Ghee

Ghee

Ghee

With a smoke point around 250°C, ghee outperforms most oils and butters when it comes to high-heat cooking like frying, roasting, or searing. It adds a deep, nutty flavour to food, without burning like regular butter would. Prized for not only it's functionality in the kitchen, ghee is packed with fat-soluble vitamins and butyrate, it truly is worth its weight in gold!

Ingredients

  • 500g high-quality, grass-fed butter (that's it!)

Method

1. Place butter in a heavy-bottomed saucepan over low to medium heat. Let it melt slowly. It will start to bubble and foam as the water evaporates and milk solids separate. 

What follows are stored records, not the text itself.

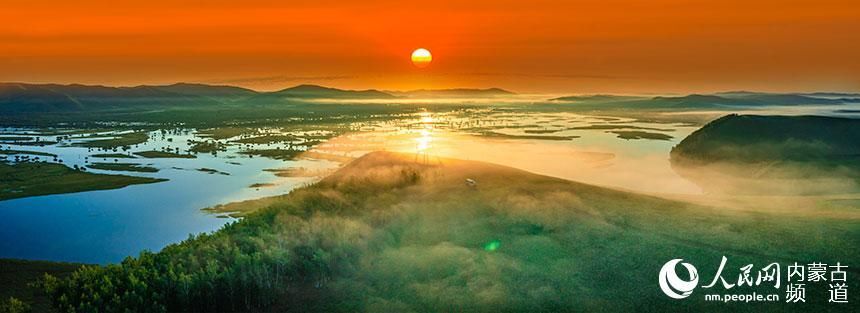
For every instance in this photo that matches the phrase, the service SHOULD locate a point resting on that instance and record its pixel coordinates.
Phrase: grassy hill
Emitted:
(389, 234)
(315, 91)
(455, 93)
(818, 152)
(698, 101)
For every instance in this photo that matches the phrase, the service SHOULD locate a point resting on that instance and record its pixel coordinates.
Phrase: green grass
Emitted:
(16, 275)
(34, 179)
(129, 167)
(636, 134)
(386, 233)
(153, 154)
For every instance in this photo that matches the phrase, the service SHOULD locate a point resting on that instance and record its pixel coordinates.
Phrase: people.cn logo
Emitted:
(672, 285)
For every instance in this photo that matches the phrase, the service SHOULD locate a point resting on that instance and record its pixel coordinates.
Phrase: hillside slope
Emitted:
(773, 154)
(389, 234)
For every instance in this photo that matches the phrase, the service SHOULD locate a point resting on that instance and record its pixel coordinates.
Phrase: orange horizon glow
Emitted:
(579, 46)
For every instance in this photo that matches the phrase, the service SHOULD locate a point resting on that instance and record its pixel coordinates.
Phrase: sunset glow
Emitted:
(545, 46)
(421, 57)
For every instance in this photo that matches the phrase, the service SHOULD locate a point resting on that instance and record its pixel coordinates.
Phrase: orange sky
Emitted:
(658, 46)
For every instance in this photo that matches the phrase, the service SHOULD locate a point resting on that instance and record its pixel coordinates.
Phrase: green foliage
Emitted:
(13, 305)
(388, 234)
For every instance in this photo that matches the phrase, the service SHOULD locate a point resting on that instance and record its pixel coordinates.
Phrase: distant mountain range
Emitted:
(454, 93)
(754, 154)
(43, 98)
(23, 98)
(710, 101)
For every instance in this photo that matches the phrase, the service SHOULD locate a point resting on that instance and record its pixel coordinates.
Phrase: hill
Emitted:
(43, 98)
(456, 93)
(700, 101)
(792, 154)
(315, 91)
(387, 233)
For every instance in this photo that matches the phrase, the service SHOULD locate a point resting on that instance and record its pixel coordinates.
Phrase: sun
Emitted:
(421, 57)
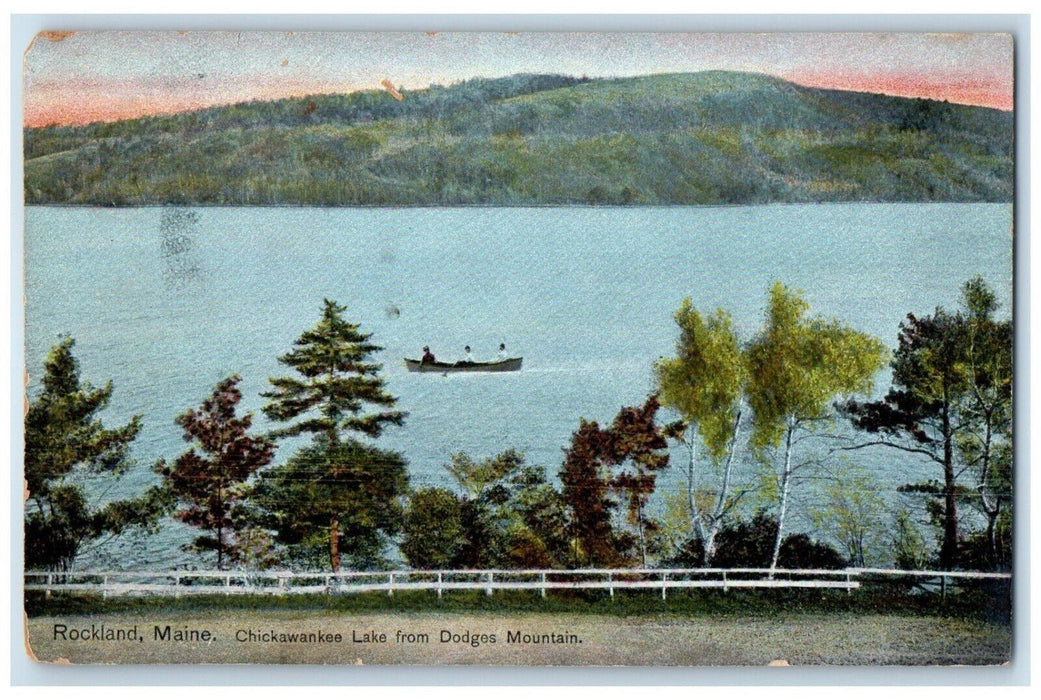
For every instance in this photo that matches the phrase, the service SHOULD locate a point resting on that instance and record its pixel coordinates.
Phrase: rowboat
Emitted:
(508, 365)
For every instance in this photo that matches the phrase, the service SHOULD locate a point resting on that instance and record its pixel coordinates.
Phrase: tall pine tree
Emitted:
(209, 482)
(66, 447)
(351, 486)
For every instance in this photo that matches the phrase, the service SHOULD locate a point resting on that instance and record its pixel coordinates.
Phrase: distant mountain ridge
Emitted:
(710, 138)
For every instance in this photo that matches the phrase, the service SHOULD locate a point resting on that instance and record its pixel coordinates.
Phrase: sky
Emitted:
(81, 77)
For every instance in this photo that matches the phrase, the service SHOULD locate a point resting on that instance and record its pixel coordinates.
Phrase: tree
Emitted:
(330, 399)
(797, 368)
(209, 482)
(433, 529)
(705, 383)
(66, 447)
(852, 511)
(585, 492)
(511, 517)
(950, 401)
(624, 459)
(638, 452)
(752, 544)
(331, 494)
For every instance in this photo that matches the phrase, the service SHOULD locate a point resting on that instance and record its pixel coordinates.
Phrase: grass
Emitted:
(982, 605)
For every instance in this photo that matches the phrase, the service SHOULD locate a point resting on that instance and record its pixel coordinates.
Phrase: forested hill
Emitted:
(711, 138)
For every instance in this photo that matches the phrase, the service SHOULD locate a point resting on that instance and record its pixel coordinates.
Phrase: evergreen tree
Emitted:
(67, 446)
(210, 486)
(950, 401)
(330, 398)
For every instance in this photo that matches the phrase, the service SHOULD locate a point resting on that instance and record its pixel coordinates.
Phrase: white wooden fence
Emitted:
(285, 582)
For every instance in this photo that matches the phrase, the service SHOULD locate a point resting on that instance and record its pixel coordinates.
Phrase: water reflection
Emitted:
(177, 246)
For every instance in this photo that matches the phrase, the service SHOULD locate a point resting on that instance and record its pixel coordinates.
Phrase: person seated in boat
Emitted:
(467, 357)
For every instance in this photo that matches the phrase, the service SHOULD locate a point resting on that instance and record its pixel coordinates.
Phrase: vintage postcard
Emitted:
(518, 349)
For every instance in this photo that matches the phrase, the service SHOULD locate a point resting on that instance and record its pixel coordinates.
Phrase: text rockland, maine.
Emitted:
(172, 633)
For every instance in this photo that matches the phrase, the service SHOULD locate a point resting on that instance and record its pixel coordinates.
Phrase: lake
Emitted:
(168, 301)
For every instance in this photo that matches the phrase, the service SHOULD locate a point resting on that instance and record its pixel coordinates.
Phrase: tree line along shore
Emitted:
(709, 138)
(343, 500)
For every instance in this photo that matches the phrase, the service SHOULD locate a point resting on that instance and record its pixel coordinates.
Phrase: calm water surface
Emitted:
(166, 302)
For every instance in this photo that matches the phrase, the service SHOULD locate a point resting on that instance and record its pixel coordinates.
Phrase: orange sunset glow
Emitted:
(73, 78)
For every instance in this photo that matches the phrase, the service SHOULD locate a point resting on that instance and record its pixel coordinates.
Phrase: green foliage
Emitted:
(66, 446)
(800, 366)
(433, 529)
(950, 401)
(705, 138)
(910, 551)
(624, 459)
(514, 519)
(750, 544)
(209, 488)
(336, 383)
(338, 484)
(853, 514)
(704, 382)
(346, 496)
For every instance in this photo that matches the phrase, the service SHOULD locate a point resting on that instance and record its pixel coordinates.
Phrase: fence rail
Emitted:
(285, 582)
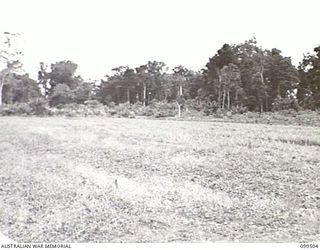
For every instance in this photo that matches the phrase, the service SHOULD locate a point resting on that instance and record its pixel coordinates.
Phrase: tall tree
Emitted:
(309, 86)
(9, 58)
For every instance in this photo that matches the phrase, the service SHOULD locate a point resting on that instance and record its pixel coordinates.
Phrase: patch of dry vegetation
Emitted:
(175, 181)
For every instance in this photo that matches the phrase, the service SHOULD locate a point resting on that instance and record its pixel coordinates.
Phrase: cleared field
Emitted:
(134, 180)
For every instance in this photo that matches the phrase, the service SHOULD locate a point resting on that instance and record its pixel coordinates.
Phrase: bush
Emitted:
(92, 103)
(39, 106)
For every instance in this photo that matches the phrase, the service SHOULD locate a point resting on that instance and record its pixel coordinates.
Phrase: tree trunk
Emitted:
(1, 87)
(223, 99)
(236, 99)
(144, 94)
(128, 95)
(179, 110)
(219, 91)
(228, 95)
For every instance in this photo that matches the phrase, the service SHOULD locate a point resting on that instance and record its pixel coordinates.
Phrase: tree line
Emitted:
(237, 77)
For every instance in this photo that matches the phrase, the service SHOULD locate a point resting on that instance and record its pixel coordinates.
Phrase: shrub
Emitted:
(92, 103)
(40, 107)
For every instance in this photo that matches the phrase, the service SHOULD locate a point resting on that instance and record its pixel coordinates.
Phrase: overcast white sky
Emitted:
(99, 35)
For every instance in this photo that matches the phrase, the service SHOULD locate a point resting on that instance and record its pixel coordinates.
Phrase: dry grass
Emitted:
(175, 181)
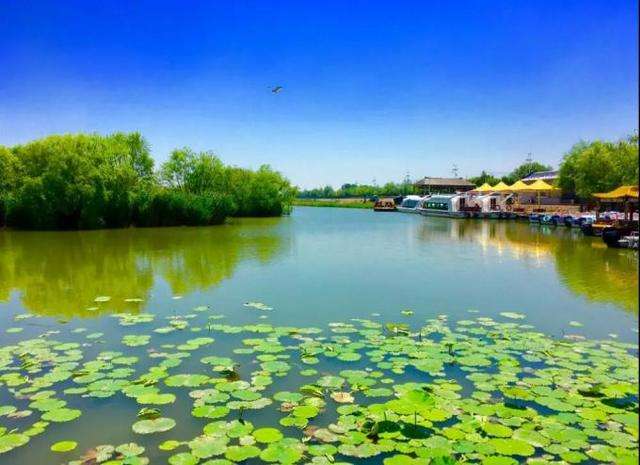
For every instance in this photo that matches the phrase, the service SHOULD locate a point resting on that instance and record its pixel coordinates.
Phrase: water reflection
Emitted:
(584, 265)
(61, 273)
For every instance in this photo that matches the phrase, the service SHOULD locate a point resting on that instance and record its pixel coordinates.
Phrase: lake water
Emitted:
(315, 267)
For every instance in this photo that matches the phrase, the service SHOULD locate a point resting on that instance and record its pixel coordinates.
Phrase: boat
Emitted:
(492, 206)
(448, 205)
(552, 220)
(614, 233)
(410, 204)
(630, 241)
(384, 205)
(580, 220)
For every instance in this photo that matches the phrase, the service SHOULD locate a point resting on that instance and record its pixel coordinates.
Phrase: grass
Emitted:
(335, 203)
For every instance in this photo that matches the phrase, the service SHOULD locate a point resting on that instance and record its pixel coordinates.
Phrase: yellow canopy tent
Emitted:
(538, 187)
(541, 186)
(620, 193)
(624, 194)
(500, 187)
(518, 186)
(486, 187)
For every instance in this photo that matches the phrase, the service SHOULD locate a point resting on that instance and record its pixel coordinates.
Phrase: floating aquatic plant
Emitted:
(477, 391)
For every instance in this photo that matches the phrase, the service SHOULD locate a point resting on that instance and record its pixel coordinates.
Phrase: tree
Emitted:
(599, 166)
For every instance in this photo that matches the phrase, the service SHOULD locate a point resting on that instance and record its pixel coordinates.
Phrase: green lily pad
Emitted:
(157, 425)
(267, 435)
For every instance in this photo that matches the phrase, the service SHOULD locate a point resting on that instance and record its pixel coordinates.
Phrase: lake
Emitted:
(318, 268)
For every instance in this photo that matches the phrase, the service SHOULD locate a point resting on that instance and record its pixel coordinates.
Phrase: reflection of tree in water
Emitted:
(61, 273)
(585, 265)
(600, 274)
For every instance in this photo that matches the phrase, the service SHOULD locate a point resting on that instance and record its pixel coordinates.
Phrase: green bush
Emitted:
(92, 181)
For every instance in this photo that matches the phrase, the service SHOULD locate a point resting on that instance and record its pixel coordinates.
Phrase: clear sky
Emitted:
(372, 90)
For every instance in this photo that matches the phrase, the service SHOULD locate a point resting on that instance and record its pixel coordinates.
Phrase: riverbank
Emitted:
(89, 181)
(335, 203)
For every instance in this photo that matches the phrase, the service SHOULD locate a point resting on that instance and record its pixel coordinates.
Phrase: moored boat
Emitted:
(443, 205)
(410, 204)
(384, 205)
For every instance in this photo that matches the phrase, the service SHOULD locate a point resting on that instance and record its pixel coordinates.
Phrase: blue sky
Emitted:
(372, 90)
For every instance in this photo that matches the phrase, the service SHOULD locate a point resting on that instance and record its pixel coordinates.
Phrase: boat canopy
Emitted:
(620, 193)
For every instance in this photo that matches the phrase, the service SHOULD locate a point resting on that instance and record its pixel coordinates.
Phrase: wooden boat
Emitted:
(384, 205)
(614, 233)
(443, 205)
(410, 204)
(551, 220)
(630, 241)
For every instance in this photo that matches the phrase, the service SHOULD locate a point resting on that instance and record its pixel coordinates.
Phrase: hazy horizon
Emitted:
(368, 92)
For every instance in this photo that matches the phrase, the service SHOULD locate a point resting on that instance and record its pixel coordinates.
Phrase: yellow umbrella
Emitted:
(500, 187)
(540, 186)
(518, 186)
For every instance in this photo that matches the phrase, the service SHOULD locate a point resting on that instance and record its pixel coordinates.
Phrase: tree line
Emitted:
(89, 181)
(358, 190)
(587, 168)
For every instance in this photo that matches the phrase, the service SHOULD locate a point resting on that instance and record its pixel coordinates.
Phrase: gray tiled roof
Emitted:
(453, 182)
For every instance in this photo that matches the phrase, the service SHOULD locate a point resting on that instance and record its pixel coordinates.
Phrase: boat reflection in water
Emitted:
(584, 265)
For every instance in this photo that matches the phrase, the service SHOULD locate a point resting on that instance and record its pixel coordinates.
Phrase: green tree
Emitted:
(599, 166)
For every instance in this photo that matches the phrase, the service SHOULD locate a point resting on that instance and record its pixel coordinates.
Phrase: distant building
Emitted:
(549, 177)
(443, 185)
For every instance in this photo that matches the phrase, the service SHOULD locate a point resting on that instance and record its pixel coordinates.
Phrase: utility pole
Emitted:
(454, 170)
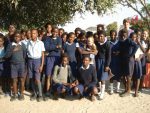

2. After 10–15 minutes, the butter will turn golden and you'll see milk solids at the bottom and a second round of foaming. Once the milk solids start to brown slightly (think raw sugar, not chocolate!) and the ghee smells nutty, remove it from heat. 

3. Strain through a cheesecloth or fine mesh strainer (or a couple layers of chux cloth) into a clean, dry jar. Discard the solids. Let cool, seal, and store at room temperature or in the fridge. That’s it—your very own jar of liquid gold. 

Use it for roasting veggies, frying eggs, searing meat, or spreading on toast with a pinch of sea salt. Once you try cooking with ghee, there’s no going back.